[PATCH] D45753: Lift JSON library from clang-tools-extra/clangd to llvm/Support.

Fri Apr 27 07:20:44 PDT 2018

simon_tatham added inline comments.

================
Comment at: lib/Support/JSON.cpp:560
+    case T_Number:
+      OS << format("%g", as<double>());
+      break;
----------------
sammccall wrote:
> simon_tatham wrote:
> > Could this number formatting be changed? The default %g loses precision – you don't even get enough information to exactly reconstruct the same double you started with.
> > 
> > Also, over in D46054 I'm working on a JSON back end for TableGen, for which I'd find it useful to be able to pass an arbitrary 64-bit integer through this system and still have the full 64 bits of integer value visible in the JSON output file, for the benefit of JSON consumers (e.g. Python `json.load`) that go above the call of duty in returning it as an integer without rounding it to the nearest representable double.
> > 
> > So, would it be possible to have some method of constructing a json::Value that formats as a 64-bit integer literal?
> > Could this number formatting be changed? The default %g loses precision – you don't even get enough information to exactly reconstruct the same double you started with.
> 
> Yes, though is there an existing aware of round-trip safe double formatter in llvm?
> I suspect this only actually matters when the values are integers, so we should consider your second suggestion first :-)
> 
> > I'd find it useful to be able to pass an arbitrary 64-bit integer through this system and still have the full 64 bits of integer value visible in the JSON output file, for the benefit of JSON consumers (e.g. Python json.load) that go above the call of duty in returning it as an integer without rounding it to the nearest representable double.
> 
> What about this design:
> - Internally, a numeric value can be an integer or a double. i.e we split the internal `ValueType` `T_Number` into two, `T_Integer` and `T_Double`. public `Kind` remains unchanged.
> - when constructing, you get one or the other depending on the static type
> - when parsing, you get integer unless it has a nonzero decimal part or is out-of-range.
> - `asDouble()` always succeeds
> - `asInteger()` succeeds if the underlying value is integer or if it's a double that can be exactly represented as `int64_t` (same as now)
> - when serializing, you get `%g` for double and the usual representation for integers
> 
> Open questions:
> - is 1.2e3 a double or an integer? I kind of want the former, which complicates our heuristic.
> - `int64_t` leaves anyone who wants `uint64_t` out in the cold. But adding more options for types is going to lead to madness. Can we live with this limitation?
> 
> If this sounds good I can start on the changes, but I'd like to defer adding new features to another patch if that's OK. This one is largely moving mostly-battleworn code from clangd, and new features need closer review of the implementation.
That design certainly sounds as if it would do what I need, and a great deal more besides.
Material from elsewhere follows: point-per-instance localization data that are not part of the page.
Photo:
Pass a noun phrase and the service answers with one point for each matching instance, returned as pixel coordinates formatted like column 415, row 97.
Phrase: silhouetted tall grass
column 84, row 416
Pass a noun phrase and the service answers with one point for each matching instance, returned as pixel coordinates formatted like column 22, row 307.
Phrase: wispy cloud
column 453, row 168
Another option that would be fine for me personally would be to have a means of constructing a `ValueType` called, say, `T_Custom`, which internally holds a string value, and serializes as exactly that string, unquoted. I could imagine that being used for other unusual purposes as well, such as controlling which of `\uXXXX` and UTF-8 was used to represent a non-ASCII character in a string literal.

(And that possibility is simple enough that I could add it myself as part of //my// patch.)

Repository:
  rL LLVM

https://reviews.llvm.org/D45753